Mateo joined the group El Kinto in 1968. By this time, he was devoted entirely to music and a pretty sharp dresser. He served as the band's taskmaster, expecting total commitment to the group. He urged his bandmates toward greater experimentation and imposed his candombe background on the others. When his bandmates' creative output disappointed him, he would scream or storm out. El Kinto led the pack in forging the candombe-beat sound, which exploded in popularity throughout Uruguay and Argentina at the time. By the early 70s, Mateo's long-term drug abuse started to take a toll on him. He began taking amphetamines as early as '64 and was high almost constantly by the time he joined El Kinto. He was indiscriminate, taking anything he could get his hands on, even cough syrup. His appearance deteriorated, and his behavior grew more sporadic. He believed his music benefited from exploring psychoactive states; he urged El Kinto to rehearse on LSD, but they refused, compromising by getting drunk instead. He became increasingly paranoid and difficult to talk to. His voice would trail off on nonsensical divergences  Then, he started hearing voices. 
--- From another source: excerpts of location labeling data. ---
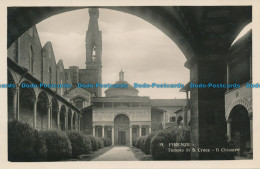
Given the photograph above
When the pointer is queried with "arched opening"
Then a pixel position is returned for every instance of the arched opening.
(62, 117)
(69, 119)
(26, 101)
(12, 98)
(122, 135)
(79, 103)
(240, 129)
(42, 111)
(54, 114)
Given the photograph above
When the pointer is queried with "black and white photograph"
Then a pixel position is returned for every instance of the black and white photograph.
(90, 84)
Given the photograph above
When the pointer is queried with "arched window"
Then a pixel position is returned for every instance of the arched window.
(79, 103)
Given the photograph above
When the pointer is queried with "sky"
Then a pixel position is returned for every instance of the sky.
(142, 51)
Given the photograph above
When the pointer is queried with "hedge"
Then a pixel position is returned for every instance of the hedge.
(58, 145)
(21, 142)
(80, 143)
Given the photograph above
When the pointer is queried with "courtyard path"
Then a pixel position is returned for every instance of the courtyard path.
(117, 154)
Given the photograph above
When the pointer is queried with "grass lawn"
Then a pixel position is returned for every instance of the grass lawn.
(141, 155)
(92, 155)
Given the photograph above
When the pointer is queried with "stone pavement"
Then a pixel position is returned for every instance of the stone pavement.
(117, 154)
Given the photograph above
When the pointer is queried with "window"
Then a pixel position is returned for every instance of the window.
(172, 119)
(79, 103)
(143, 132)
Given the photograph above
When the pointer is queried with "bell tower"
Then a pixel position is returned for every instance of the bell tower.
(94, 51)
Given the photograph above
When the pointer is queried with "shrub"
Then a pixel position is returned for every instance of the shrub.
(147, 143)
(21, 141)
(58, 145)
(100, 142)
(80, 143)
(41, 148)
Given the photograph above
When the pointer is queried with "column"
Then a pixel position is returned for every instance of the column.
(79, 119)
(207, 102)
(229, 129)
(186, 109)
(58, 119)
(227, 75)
(130, 129)
(18, 104)
(103, 131)
(113, 138)
(15, 94)
(140, 130)
(49, 115)
(94, 127)
(35, 113)
(71, 122)
(66, 121)
(251, 130)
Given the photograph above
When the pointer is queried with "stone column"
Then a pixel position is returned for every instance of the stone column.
(35, 113)
(15, 105)
(79, 119)
(207, 102)
(66, 121)
(18, 104)
(251, 130)
(113, 137)
(58, 119)
(140, 130)
(227, 75)
(94, 130)
(103, 131)
(49, 115)
(130, 130)
(71, 122)
(229, 129)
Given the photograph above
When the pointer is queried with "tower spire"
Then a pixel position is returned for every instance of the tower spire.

In 1971, Mateo was asked down to Buenos Aires to record a solo album. What originally was supposed to be a week-long stay turned into two months of sporadic recording. Each morning, the studio would send someone down to Mateo's hotel to try and catch him before he slipped away; but Mateo no longer played music unless he absolutely wanted to. He sought authenticity in each performance, assiduously studied other musical forms (like Arabic, Indian, and Haitian) and was never satisfied with recordings. After months of cat-and-mouse sessions at the studio, Mateo returned to Montevideo one day without saying a word.  Mateo's only solo album is a collection of these recorded tracks in Buenos Aires, hashed together by the De La Planta record label. His collaboration with Brazilian percussionist Jorge Trasante, Mateo y Trasante (1976) has since gained a cult status. He continued to record into the late 80s. Influential, but never again successful, Mateo would drift further into poverty, eventually homeless and pan-handling. Hiding illness from everyone, Mateo was suddenly rushed to the hospital in 1989, diagnosed with an advanced case of abdominal cancer. He died two weeks later at age 49.